The electoral results this last Sunday were historical; the president obtained the highest number of votes since the re-democratization process in 1983 when former president Raúl Alfonsín got 51.7% of the votes. Moreover, considering the 18 elections held since 1916, President CFK is now third in the podium, only surpassed by Yrigoyen (1928) and Perón (1951, 1973).
Cristina F. de Kirchner obtained the 53.96% of the votes, Hermes Binner 16.87%, Ricardo Alfonsín 11.15%, and the remaining four candidates summed 18.02% altogether. Hence, there has been a difference of 7.968.505 votes, that is, a 37.09% between first and second places. Such gap is the second highest since 1916. Compared to the previous four widest winning margins registered in our electoral history, CFK could not break Peron’ mark in the elections of September 1973:
As recently as two years ago, CFK had seemed a long shot to win a second four-year term. On 2009 a heated dispute over agricultural export taxes sent her approval ratings below 30 percent. But as the New York Times noted, Mrs. Kirchner, who succeeded her husband, Néstor Kirchner in 2007, to become the country’s first female president, made a more than a remarkable comeback, being the first female president reelected.

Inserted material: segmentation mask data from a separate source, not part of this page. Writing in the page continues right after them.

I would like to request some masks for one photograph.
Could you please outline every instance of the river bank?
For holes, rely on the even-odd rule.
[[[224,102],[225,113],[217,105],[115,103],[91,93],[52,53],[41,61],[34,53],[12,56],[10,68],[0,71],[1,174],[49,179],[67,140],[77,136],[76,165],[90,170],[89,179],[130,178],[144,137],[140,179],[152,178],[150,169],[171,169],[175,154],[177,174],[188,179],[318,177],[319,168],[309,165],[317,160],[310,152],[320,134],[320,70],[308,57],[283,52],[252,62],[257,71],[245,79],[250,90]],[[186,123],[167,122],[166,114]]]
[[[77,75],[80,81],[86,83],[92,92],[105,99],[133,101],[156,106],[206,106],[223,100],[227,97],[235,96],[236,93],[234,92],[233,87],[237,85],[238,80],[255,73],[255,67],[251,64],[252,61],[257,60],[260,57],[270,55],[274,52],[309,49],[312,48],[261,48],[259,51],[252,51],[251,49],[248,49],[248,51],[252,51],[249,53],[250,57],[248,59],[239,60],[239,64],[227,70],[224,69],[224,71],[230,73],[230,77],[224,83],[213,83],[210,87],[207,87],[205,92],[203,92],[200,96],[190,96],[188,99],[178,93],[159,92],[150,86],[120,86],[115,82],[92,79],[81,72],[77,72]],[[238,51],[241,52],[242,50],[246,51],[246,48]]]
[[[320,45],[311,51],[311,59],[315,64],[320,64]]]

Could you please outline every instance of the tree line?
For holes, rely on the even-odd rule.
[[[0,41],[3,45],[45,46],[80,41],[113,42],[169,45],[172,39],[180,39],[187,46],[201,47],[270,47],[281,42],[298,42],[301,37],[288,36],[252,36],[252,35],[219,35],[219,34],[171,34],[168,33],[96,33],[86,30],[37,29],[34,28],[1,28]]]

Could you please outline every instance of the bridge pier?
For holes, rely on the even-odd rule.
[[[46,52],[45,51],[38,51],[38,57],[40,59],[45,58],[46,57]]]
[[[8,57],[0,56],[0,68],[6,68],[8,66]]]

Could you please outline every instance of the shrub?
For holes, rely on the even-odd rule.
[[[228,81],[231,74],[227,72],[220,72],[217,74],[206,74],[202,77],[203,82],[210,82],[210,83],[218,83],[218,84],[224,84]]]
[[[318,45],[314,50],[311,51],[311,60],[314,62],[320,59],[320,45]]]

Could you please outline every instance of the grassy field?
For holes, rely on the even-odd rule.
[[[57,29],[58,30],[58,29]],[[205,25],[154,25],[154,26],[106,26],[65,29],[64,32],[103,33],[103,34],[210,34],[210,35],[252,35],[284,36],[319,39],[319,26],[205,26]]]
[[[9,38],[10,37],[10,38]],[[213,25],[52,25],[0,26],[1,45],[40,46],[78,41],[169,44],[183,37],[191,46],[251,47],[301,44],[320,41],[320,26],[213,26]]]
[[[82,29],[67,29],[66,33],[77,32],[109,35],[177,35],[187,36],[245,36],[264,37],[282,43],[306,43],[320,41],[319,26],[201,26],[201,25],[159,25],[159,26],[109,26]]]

Besides, it is interesting to observe that although this is now CFK’s second term in office, this overwhelming victory may correspond to a third term, bearing in mind that the first was her husband’s tem in 2003. As we all know, time and political power usually don’t get on very well. But her husband, former president Nestor Kirchner, won the 2003 presidential elections only with 22.24% of the votes and eight years since then CFK gets a 53.96%, placing herself as one of the most powerful and widely supported presidents. No doubt can be cast on the fact that this landslide victory represented the clear consolidation of her political leadership.
Apart from novel technical aspects introduced by the new electoral reform (Law 26.571) such as a unique electoral register and ballots containing photos of candidates, the homogeneity of the vote across the whole country is another interesting piece of information. President CFK won in every province (every electoral district), but one: San Luis, ensuring herself the majority in both national legislative chambers. What’s more, the ruling party, CFK’s party, won seven out of eight governorships this Sunday and even in provinces historically opposed to her and her party.
All in all, it cannot be denied that these elections have propelled CFK as one of the nation’ most popular leaders in recent history. In the context of recent times of popular political disenchantment, this election—such an overwhelming victory—make us wonder whether that mood is being replaced by a different political spirit.